Last Thursday Sean drove me out to Naperville. It was a long, epic voyage through strange country and confusing roads with similar names. Anyway, I bought him dinner because our destination was the garage of a guy named Jeff who’s moving out of town, and wanted to sell off his 1972 Super Beetle.

Now, originally, the low price had us fishing for a catch … but the car looks good, for a hunk of metal older than Sean or myself, and it putters down the road quite ably too. Sean’s assistance was required not only for his more expansive knowledge of cars, but also for his crucial ability to drive stick.

It’s a lovely blue volksy, and we couldn’t find anything against it. Sean fell immediately in love, and I warmed to it in my own skeptical way, wary of these newfangled automobile things. (I’m the one who has cheerfully subjected myself to public transportation since the opportunity presented itself in High School.) Said Sean, “I’ll be very upset with you if you don’t buy this car.”

So, Friday evening I met Jeff at his studio downtown, and he drove me home in my new car. A long stop at the bank and I swapped $1350 for a title and a key to 800 pounds of automobile history, not to mention family tradition.

Mom drove the car to work this morning, her minivan being borrowed by Uncle John. Mom is now out at the library with my new vehicle. A white Beetle was her first car, a good “learner’s car” as she describes it, for it’s simple design and maintenance and cheerful disposition on life.

Dad still drives the blue 1974 bus with the one red door that it was repaired with after the time in Texas when I woke up at two in the morning and was soon walking out the windshield of a bus that had fallen on its side after the driver, who is now Dad’s wife, handled a patch of gravel poorly. The next seventy-two hours I spent managing a group of younger kids from one Greyhound bus to the next, bound for Chicago with a touch of diarrhea thrown in for good measure. ’twas actually more fun than it sounds, though I’m not eager to repeat the experience.

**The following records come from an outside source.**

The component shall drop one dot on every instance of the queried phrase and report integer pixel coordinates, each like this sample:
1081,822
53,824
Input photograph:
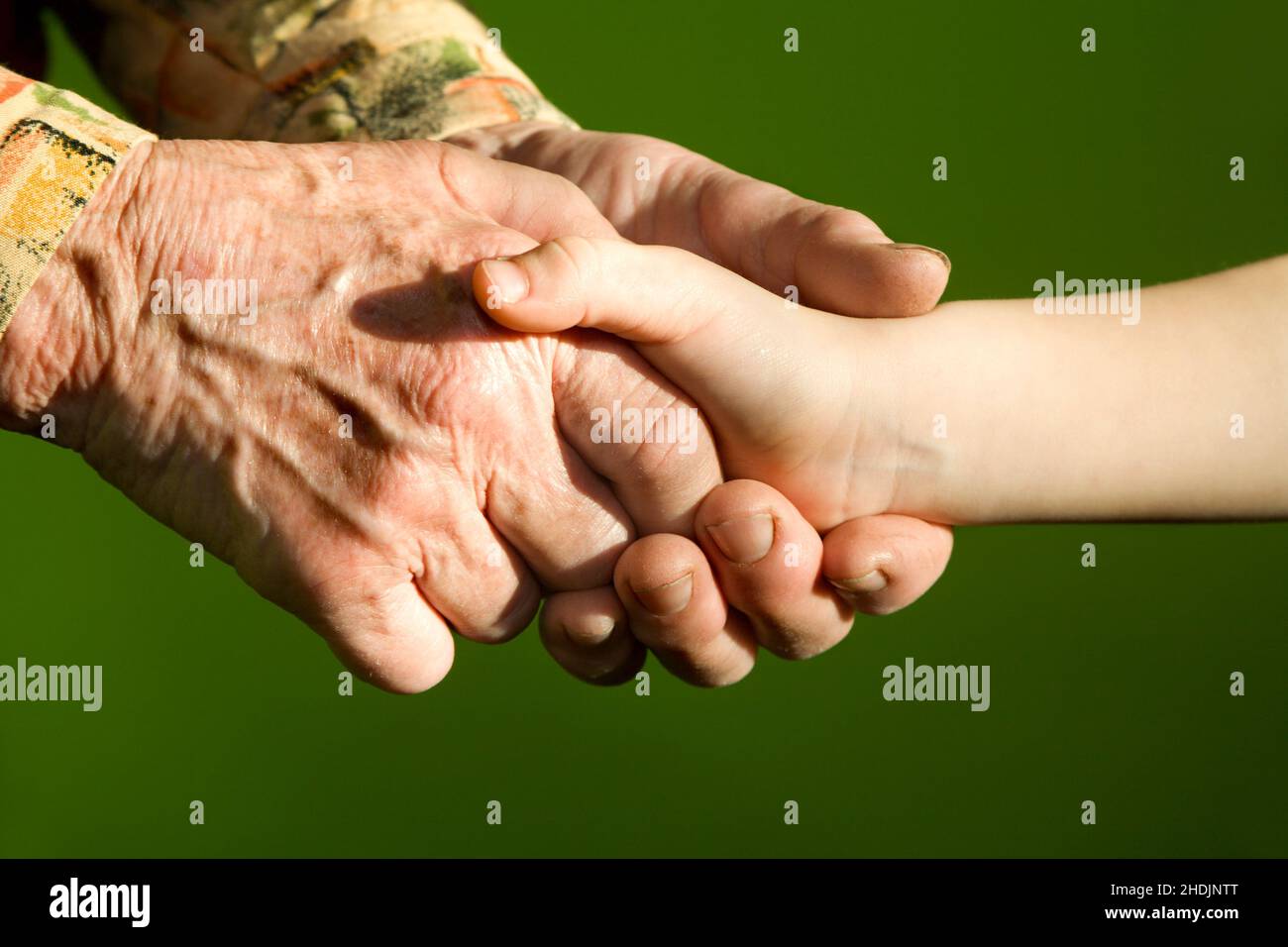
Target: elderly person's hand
348,432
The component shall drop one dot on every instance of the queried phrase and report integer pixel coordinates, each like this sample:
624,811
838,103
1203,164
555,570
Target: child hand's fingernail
666,599
507,279
745,540
866,583
590,630
921,248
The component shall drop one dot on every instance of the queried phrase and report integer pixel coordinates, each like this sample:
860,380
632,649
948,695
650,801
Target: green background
1108,684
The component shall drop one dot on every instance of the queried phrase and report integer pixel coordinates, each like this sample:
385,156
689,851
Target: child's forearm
1012,415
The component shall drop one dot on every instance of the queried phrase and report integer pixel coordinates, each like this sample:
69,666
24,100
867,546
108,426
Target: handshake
696,414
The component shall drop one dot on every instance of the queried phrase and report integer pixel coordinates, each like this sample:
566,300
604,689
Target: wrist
63,331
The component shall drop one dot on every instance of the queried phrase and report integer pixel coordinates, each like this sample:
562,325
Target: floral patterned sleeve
312,69
55,149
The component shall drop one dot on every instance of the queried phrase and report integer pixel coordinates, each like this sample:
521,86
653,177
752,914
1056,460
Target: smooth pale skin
838,261
1050,418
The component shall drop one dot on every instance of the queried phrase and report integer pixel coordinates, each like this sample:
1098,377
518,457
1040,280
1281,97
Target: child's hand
787,390
781,388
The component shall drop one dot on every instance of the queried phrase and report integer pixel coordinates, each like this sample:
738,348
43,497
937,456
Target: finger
472,577
589,635
887,562
675,608
535,202
838,260
380,625
635,429
767,561
561,517
679,309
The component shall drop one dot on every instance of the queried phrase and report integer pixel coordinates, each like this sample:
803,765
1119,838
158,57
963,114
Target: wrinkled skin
469,480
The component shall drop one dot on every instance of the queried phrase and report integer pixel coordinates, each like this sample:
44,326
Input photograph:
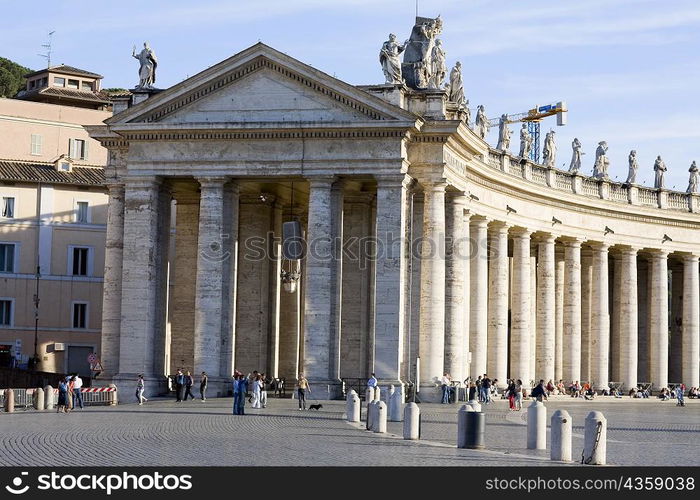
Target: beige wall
56,124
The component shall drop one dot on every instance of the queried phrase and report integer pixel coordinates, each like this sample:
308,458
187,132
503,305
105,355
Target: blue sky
628,69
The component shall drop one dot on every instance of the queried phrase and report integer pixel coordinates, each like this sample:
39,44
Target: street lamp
35,359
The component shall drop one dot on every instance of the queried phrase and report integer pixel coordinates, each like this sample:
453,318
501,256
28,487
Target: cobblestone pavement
165,433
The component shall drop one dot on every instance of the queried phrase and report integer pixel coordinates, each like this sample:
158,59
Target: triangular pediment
261,85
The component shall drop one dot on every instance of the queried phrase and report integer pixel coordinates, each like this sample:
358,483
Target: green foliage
11,77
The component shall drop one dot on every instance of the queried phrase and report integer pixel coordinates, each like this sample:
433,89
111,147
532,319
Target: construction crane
533,118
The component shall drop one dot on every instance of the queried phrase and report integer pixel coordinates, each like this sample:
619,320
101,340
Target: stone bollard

Well, I hope I can make something worthwhile of it. It seems more compelling to work with than the van, whose sheer size, complexity, and creeping rust really intimidate an automotive newbie like myself. The Beetle, on the other hand, is small, less complex, and frankly, more fun. If it were a computer it’d be an Amiga – a neat, mass-produced, economical gadget with good performance for its economy and a lot of people into tinkering with them and keeping them going strong long past their parent company has passed them on.